È un fenomeno che colpisce tutti, ma prevalentemente le donne e le adolescenti, che sono più a rischio in quanto vivono un momento che sappiamo bene essere delicato. Inoltre, se prima le cattiverie e le critiche si “limitavano” a un luogo preciso come per esempio la scuola, con il web e i social assumono una risonanza enorme, risultando ancora più pesanti per chi le subisce.cliomakeup-netflix-fat-shaming-cyberbullismo

Come tutte le forme di bullismo, il body shaming è un’arma pericolosa, perché crea quel senso di inadeguatezza, insicurezza e frustrazione in grado di minare l’autostima, creando le condizioni per comportamenti alimentari scorretti o peggio…

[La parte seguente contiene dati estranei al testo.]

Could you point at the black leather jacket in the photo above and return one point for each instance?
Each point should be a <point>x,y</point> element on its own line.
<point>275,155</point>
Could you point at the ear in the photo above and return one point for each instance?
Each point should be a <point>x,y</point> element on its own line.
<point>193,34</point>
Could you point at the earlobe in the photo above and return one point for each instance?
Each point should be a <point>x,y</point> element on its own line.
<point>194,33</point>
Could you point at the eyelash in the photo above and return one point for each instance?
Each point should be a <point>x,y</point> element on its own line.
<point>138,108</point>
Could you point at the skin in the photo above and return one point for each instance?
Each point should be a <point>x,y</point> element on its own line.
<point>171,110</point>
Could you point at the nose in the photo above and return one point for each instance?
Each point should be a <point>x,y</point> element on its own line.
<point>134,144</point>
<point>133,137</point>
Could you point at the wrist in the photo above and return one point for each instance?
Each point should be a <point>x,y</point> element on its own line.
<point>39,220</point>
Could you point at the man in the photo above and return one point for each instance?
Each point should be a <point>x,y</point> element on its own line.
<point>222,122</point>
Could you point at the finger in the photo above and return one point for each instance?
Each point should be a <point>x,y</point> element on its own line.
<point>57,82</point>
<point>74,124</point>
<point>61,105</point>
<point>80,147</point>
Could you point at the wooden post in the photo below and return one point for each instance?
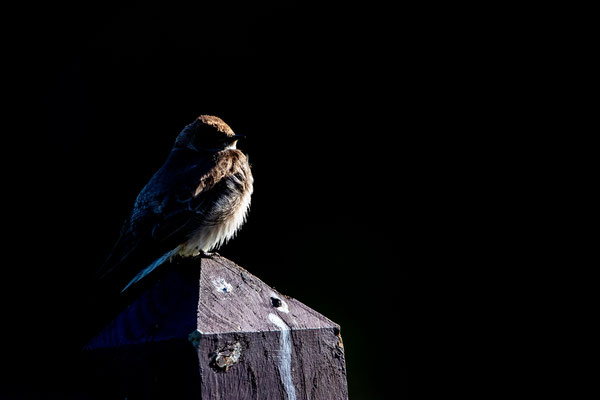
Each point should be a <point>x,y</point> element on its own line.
<point>215,331</point>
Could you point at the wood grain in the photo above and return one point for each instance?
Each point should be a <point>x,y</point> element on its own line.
<point>208,329</point>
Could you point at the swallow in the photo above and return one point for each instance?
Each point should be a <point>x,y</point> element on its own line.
<point>195,202</point>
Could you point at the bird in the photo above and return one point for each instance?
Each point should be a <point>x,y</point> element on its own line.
<point>196,201</point>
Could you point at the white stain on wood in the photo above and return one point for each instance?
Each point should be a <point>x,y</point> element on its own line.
<point>222,286</point>
<point>285,356</point>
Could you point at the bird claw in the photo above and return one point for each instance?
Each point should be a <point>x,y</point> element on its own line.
<point>206,254</point>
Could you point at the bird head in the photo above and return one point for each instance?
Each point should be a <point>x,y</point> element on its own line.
<point>207,133</point>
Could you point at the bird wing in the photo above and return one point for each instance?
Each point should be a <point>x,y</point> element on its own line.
<point>152,231</point>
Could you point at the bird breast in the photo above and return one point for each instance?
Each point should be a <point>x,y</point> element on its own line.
<point>231,185</point>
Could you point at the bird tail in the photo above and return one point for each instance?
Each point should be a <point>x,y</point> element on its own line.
<point>155,264</point>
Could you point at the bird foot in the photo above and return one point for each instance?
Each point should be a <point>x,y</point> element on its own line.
<point>206,254</point>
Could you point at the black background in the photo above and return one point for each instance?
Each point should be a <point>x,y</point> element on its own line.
<point>98,93</point>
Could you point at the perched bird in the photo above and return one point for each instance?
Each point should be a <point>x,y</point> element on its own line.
<point>193,204</point>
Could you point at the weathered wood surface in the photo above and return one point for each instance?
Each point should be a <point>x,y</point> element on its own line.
<point>218,332</point>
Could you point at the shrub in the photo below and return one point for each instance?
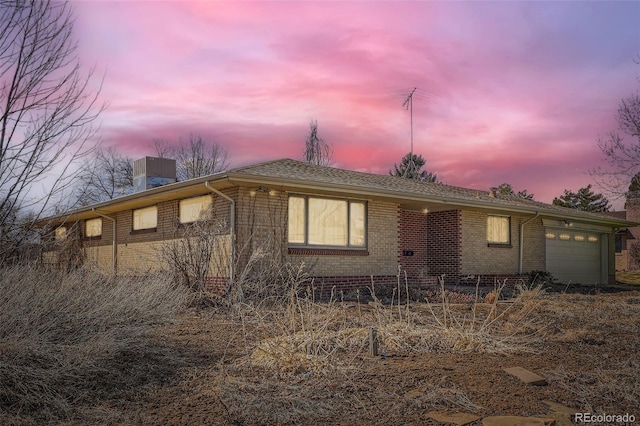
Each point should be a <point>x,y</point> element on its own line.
<point>68,339</point>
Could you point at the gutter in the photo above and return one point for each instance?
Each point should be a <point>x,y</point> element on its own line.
<point>520,255</point>
<point>114,249</point>
<point>232,215</point>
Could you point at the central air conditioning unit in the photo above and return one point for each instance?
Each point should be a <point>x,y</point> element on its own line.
<point>151,172</point>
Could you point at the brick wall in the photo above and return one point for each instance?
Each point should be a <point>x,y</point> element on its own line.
<point>412,243</point>
<point>480,258</point>
<point>382,249</point>
<point>534,249</point>
<point>444,241</point>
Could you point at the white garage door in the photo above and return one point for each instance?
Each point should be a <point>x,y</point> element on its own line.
<point>574,256</point>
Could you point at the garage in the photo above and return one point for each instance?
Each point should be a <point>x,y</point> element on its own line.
<point>575,256</point>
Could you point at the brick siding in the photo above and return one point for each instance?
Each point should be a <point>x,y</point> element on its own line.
<point>444,241</point>
<point>412,244</point>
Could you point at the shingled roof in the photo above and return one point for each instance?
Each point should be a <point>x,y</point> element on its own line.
<point>287,171</point>
<point>292,174</point>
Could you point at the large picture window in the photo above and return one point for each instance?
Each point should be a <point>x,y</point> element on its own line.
<point>194,209</point>
<point>61,233</point>
<point>146,218</point>
<point>326,222</point>
<point>93,227</point>
<point>499,230</point>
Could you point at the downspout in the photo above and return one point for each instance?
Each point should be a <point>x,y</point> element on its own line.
<point>522,241</point>
<point>232,217</point>
<point>114,249</point>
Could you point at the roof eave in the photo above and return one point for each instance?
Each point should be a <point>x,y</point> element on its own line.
<point>400,196</point>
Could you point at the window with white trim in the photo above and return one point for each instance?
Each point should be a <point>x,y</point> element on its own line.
<point>327,222</point>
<point>61,233</point>
<point>498,229</point>
<point>93,227</point>
<point>146,218</point>
<point>195,209</point>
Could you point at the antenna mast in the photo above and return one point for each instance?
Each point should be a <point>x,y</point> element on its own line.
<point>408,104</point>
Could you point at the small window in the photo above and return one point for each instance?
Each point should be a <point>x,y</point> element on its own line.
<point>61,233</point>
<point>93,227</point>
<point>618,243</point>
<point>194,209</point>
<point>326,222</point>
<point>146,218</point>
<point>499,230</point>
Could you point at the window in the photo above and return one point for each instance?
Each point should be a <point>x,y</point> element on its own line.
<point>93,227</point>
<point>499,230</point>
<point>315,221</point>
<point>194,209</point>
<point>146,218</point>
<point>618,243</point>
<point>61,233</point>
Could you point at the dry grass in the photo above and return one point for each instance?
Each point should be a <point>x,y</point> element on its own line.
<point>310,336</point>
<point>73,338</point>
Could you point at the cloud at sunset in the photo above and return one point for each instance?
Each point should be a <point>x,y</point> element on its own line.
<point>507,92</point>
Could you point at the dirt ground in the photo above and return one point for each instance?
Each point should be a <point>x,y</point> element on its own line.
<point>586,346</point>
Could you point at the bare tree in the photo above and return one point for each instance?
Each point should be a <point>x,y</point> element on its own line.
<point>621,148</point>
<point>108,176</point>
<point>47,107</point>
<point>316,150</point>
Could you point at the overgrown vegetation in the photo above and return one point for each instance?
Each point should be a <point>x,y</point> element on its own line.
<point>71,339</point>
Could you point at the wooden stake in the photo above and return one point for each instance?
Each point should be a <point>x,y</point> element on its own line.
<point>373,342</point>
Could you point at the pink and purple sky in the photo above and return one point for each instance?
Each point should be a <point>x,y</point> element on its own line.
<point>514,92</point>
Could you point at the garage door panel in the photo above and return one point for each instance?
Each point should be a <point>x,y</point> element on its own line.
<point>573,256</point>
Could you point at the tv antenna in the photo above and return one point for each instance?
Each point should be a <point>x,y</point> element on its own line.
<point>408,104</point>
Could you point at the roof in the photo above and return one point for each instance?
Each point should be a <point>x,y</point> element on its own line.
<point>289,171</point>
<point>292,175</point>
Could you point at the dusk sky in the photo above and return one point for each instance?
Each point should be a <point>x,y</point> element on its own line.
<point>514,92</point>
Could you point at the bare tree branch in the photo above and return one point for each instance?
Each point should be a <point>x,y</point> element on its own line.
<point>316,150</point>
<point>47,108</point>
<point>621,150</point>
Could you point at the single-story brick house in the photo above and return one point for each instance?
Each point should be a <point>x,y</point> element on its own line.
<point>627,239</point>
<point>348,227</point>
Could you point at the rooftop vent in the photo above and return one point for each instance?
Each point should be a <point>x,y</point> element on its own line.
<point>151,172</point>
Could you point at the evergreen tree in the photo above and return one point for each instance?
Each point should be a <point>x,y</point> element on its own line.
<point>410,168</point>
<point>585,199</point>
<point>507,189</point>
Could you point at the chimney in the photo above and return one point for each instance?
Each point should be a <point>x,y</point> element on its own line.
<point>151,172</point>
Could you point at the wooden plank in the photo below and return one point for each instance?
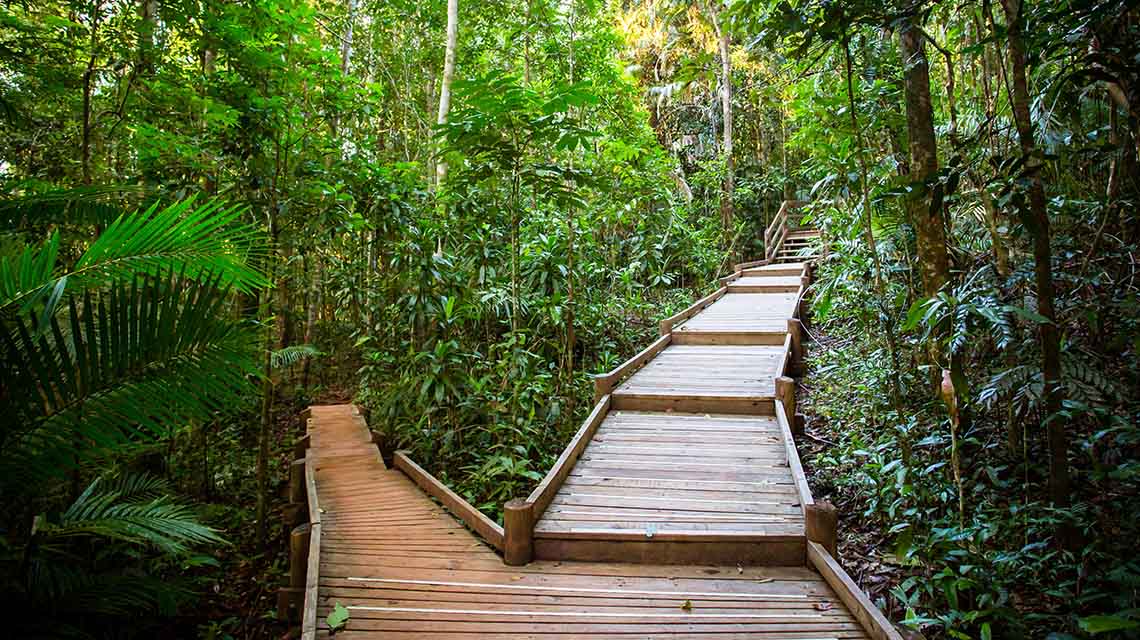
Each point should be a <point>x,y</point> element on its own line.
<point>605,382</point>
<point>684,551</point>
<point>729,338</point>
<point>797,469</point>
<point>873,622</point>
<point>461,508</point>
<point>544,493</point>
<point>668,323</point>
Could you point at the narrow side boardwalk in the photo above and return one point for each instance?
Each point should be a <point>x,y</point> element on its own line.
<point>405,568</point>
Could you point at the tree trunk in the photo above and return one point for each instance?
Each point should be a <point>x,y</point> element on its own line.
<point>888,325</point>
<point>347,41</point>
<point>926,203</point>
<point>1036,218</point>
<point>148,11</point>
<point>729,185</point>
<point>445,89</point>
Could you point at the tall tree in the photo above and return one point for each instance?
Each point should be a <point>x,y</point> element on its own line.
<point>925,204</point>
<point>724,43</point>
<point>445,90</point>
<point>1036,218</point>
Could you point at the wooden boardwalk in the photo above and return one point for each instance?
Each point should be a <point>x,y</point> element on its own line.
<point>680,509</point>
<point>405,568</point>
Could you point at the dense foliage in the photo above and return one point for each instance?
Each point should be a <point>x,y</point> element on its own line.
<point>217,212</point>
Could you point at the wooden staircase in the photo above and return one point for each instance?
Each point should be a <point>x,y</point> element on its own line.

IL CASO INSATIABLE E L’ ACCUSA DI FAT SHAMING

Il fat shaming prende di mira le persone in sovrappeso

La serie Netflix Insatiable, che ha come protagonista la giovane Debby Ryan nei panni di Patty, è accusata di fat shaming, forma di bullismo che  mira a deridere le persone in sovrappeso e che si contrappone al thin shaming, che vede invece essere criticate le persone molto magre.

Il rilascio del trailer ha suscitato moltissimo clamore e l’artista e attivista londinese Florence Given ha dato il via a una petizione su change.org che ha superato le 200mila firme e che mira a far cancellare la serie prima della messa online.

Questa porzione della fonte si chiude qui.